Sevgili Hıncal Uluç hemen her konuda olduğu gibi konuyu yine Ülker dayandırmayı bir şekilde başarmış. Başarmış başarmasınada ne yazık ki yazdıklarını araştırma zahmetine girişmemiş, sağdan soldan duyduklarını böyle bir yazı kaleme almak için kafi görmüş! Eh olacak o kadar o bir Hıncal Uluç o ne diyorsa doğrudur deyip bildiklerimizi paylaşmayacak değiliz sanırım. Biraz geriye birkaç ay öncesine dönelim; o tarihlerde Galatasaray Kulübü ile Erman Kunter arasında görüşmelerin başladığı, hatta işin imza aşamasına kadar geldiği bilinmekteydi peki bu transferin olmamasının gerekçesi neydi ? Sayın Uluç'un iddia ettiği gibi Fenerbahçe Ülker'e rakip çıkmasını istemeyen Ülker grubu mu ? Hayır efendim tek sorun Kunter'in istediği Fransız oyuncuları ve bazı talepleri son dakikada kabul etmeyen, bu oyuncular bizi şampiyonluğa taşıyamaz diye görüş belirten Galatasaraylı bazı yöneticilerdi.
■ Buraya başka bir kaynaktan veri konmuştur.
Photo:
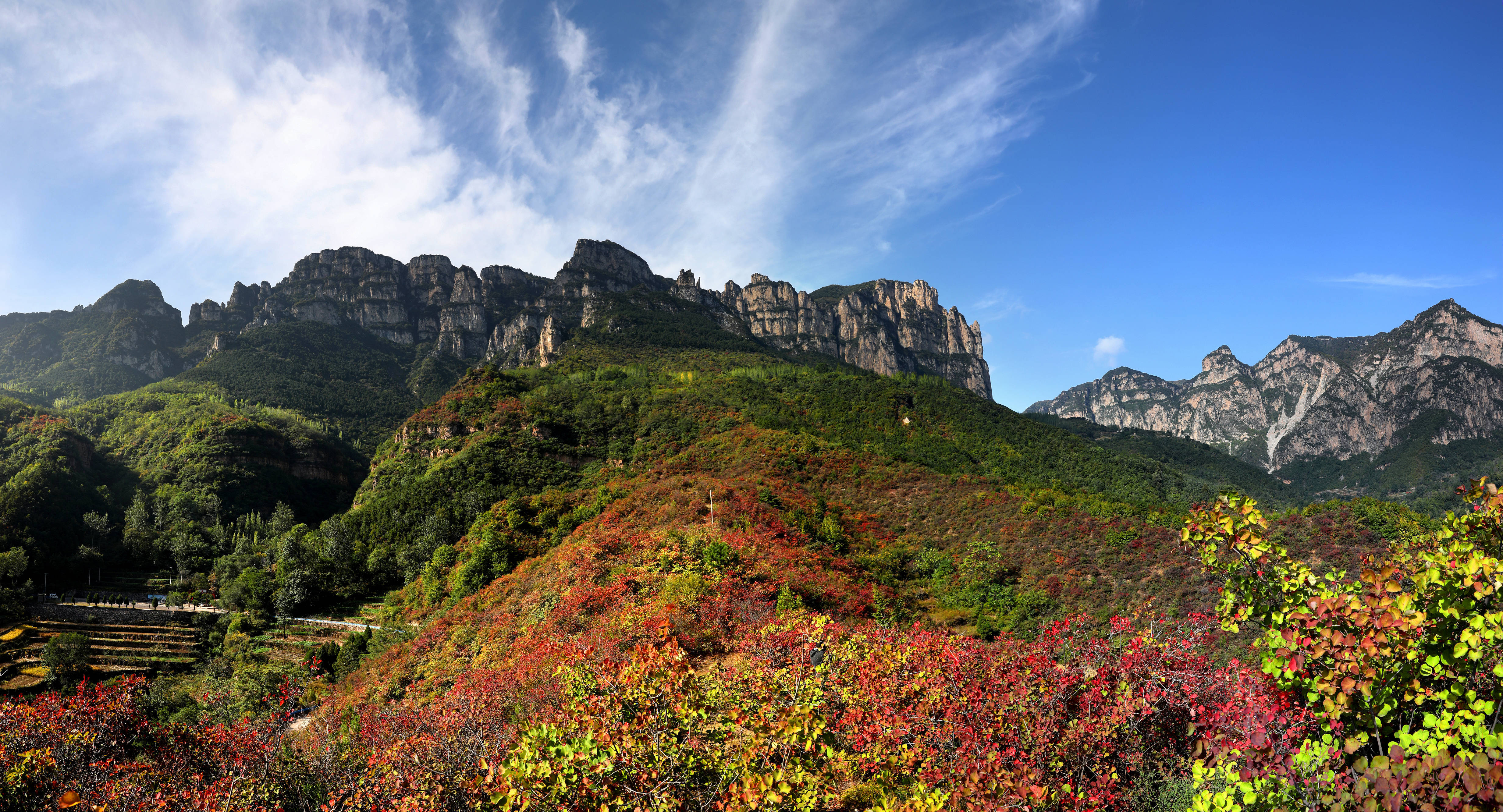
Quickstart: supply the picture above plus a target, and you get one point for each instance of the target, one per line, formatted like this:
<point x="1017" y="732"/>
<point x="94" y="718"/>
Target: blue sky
<point x="1098" y="184"/>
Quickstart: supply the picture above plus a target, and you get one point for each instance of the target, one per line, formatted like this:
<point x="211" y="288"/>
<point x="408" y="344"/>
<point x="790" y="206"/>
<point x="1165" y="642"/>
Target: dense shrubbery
<point x="1395" y="673"/>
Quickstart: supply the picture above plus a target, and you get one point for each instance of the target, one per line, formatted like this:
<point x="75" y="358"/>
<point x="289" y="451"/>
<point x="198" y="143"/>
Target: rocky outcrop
<point x="513" y="318"/>
<point x="131" y="327"/>
<point x="1317" y="396"/>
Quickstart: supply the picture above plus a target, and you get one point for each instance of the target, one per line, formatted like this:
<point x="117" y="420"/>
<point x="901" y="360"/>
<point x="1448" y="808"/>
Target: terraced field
<point x="113" y="649"/>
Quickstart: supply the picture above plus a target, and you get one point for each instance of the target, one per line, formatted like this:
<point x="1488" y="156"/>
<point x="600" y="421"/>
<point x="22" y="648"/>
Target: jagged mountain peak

Daha imza atmadan seçtiği oyunculara güvenilmeyen, takım kurarken bile işine karışılmaya çalışılan Erman Kunter'de bu yaklaşımı kabul etmeyerek bu anlaşmadan vazgeçmiş oldu. Erman Kunter'in seçtiği oyuncular konusunda pürüz çıkmasaydı, kendisine biraz itimat edilseydi bu gün Galatasaray Cafe Crown'un başında Erman hoca olacaktı ! Şimdi sormak istiyorum acaba Sayın Kunter'de Ülker'in adamı mıydı da Galatasaray'a transferi gündeme geldi? Ya da aynı Ülker daha önce yollarını pekde hoş olmayan şekilde ayırdığı Ergin Ataman'ın geçtiğimiz sezon Beşiktaş Cola Turka'da çalışmasına neden itiraz etmedi, neden engellemedi ? Yoksa Ülker'in sözü sadece Galatasaray'da mı geçiyor sayın Uluç'a göre ? Bu yazılanlara itimat edilmiyorsa Sayın Uluç yazısını yazarken yapmadığını yaparak konunun muhattaplarına sorabilir...

Ne Ülker'miş ama ... Koskoca şirketler yıllardır ülke sporuna tek kuruş aktarmazken trilyonlarca lirayı gerek amatör gerek profesyonel sporun hizmetine sunan Ülker hayal ürünü senaryoların muhattabı olmaya devam ediyor. Korkum bu insanlarında spordan soğuması "Paramızla rezil mi olacağız" diyerek yatırımlarına bir son vermeleri. Yoksa amaçlanan arzu edilen de bu mu ??? Sahi dün gökten taş yağdı; onu da mı Ülker yaptı dersiniz...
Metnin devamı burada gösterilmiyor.